OK, don’t move!

Are mechanical brooms about to become extinct in South Philly? That’s the first question that needs answering, especially after the street-sweeping program recently endured its most radical change since its inception.

Last month, the Philadelphia Parking Authority stopped issuing tickets to motorists who failed to move their vehicles on cleaning day, at the request of First District Councilman Frank DiCicco.

The decision, he explained, was a response to negative feedback the councilman received that included angry calls to his office and letters printed in the Review.

DiCicco suspects most of his dissidents are politically motivated, but still has no intention of reinstating the ticketing — even though, he said, some constituents have called his office asking him to do so, and he told the Review last month that he felt ticketing was a necessary enforcement.

"I am not going down that road again because I didn’t get the support publicly that I thought the program deserved," DiCicco said.

One woman who contacted him last week complaining that a couple of people on her block were not moving on cleaning day was told that it was now up to the neighbors to work it out.

So it appears the street-sweeping program’s future east of Broad Street — the only place DiCicco’s three-year-old initiative has survived citywide — depends on the community pride and good faith of residents.

"You can’t have it both ways," the councilman said. "Either you move your car so the broom can come by, or you don’t move it."

Another question: How long will the city continue to spend taxpayers’ money on mechanical-broom drivers if no one is moving the cars?

Currently, the budget for street sweeping accounts for $400,000 of the Streets Department’s $32-million budget, DiCicco said. That cost represents the expense to clean streets throughout the entire city; however, the program remains in effect only in the First District.

It’s possible that the program will be ditched entirely if most residents stop moving their cars, said the councilman.

Nothing has been decided yet, he said, because a "pretty decent level of cooperation" remains, particularly on blocks that have supported the weekly cleanings.

The Review decided to estimate for itself how many people continue to clear a path for the brooms. A sampling of residents Monday morning expressed mixed reaction to the program.

In general, Mondays are dedicated to cleaning the roadways running north and south. A reporter caught up with a mechanical broom on the 900 block of Wolf Street.

Residents on the block had moved their cars, as had those on the 800 block of Wolf. But several parked cars created obstacles on the 700 block.

At least one resident had not heard the news that the city was no longer ticketing the unmoved vehicles.

"Oh, they have [stopped]?" asked a man who would identify himself only as Tony, as he hosed down the facade of his house on the 900 block. "I really haven’t noticed."

Signs posted on Tony’s side of the street notify residents that the block is scheduled for cleaning between 11 a.m. and 1 p.m. every Monday. Tony said he thinks the street sweeping is great, adding he plans to continue obeying the rules of the program.

Other neighbors in full compliance included those on the 1000 and 1100 blocks of McKean Street and the 700 and 900 blocks of Snyder Avenue.

Meanwhile, there was no shortage of unmoved cars. The 800 and 1000 blocks of Snyder remained full, as did the 1000 and 1100 blocks of Mifflin Street and the 900 block of Moore.

Two men from the 1700 block of South Ninth Street — where streets are cleaned Wednesdays and Fridays between 11 a.m. and 1 p.m. — said the program invited indiscriminate ticketing.
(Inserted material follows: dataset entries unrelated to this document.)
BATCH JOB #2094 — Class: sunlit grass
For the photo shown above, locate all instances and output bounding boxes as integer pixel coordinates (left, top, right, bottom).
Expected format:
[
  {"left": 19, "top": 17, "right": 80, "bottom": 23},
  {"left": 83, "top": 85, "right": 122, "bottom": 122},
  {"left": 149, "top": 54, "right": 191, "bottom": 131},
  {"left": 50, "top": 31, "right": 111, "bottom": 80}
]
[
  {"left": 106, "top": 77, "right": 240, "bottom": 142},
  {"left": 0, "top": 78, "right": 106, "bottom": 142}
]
Neither would give his name for print.

One of the men was unaware the ticketing had stopped, but was pleased at the news: This summer, he received eight consecutive tickets when he spent two months in the hospital recovering from open-heart surgery. He explained he lived alone and had no one to watch his car.

"I couldn’t move my car," he said, tugging at the neck of his shirt to flash a fresh scar on his chest to prove his hardship. "I got eight [expletive] tickets. Is that right?"

The other man said he longed to return to the "old days," when crews of men cleaned the streets with push brooms and water trucks washed away the debris.

"I think [ticketing] is very unjust. They ticketed cars in a funeral here once [at St. Nicholas of Tolentine Church]. The people were in church."

George Black, 61, of the 300 block of Catharine Street, also said he preferred when the streets were cleaned by hand. It is a popular opinion among residents who are old enough to remember those days.

In Black’s Queen Village neighborhood, ticketing has not been suspended, DiCicco said. The street-cleaning program there predates the one he implemented in the rest of his district. In Queen Village, each side of the street is swept only twice a month instead of four times, like the rest of the First District.

Among Black’s other complaints, he said, the streets are not effectively cleaned and the scheduling is inconvenient.

"If you tell the people to move at 9, they have to be gone until 11 or 12 o’clock. It is really a hassle."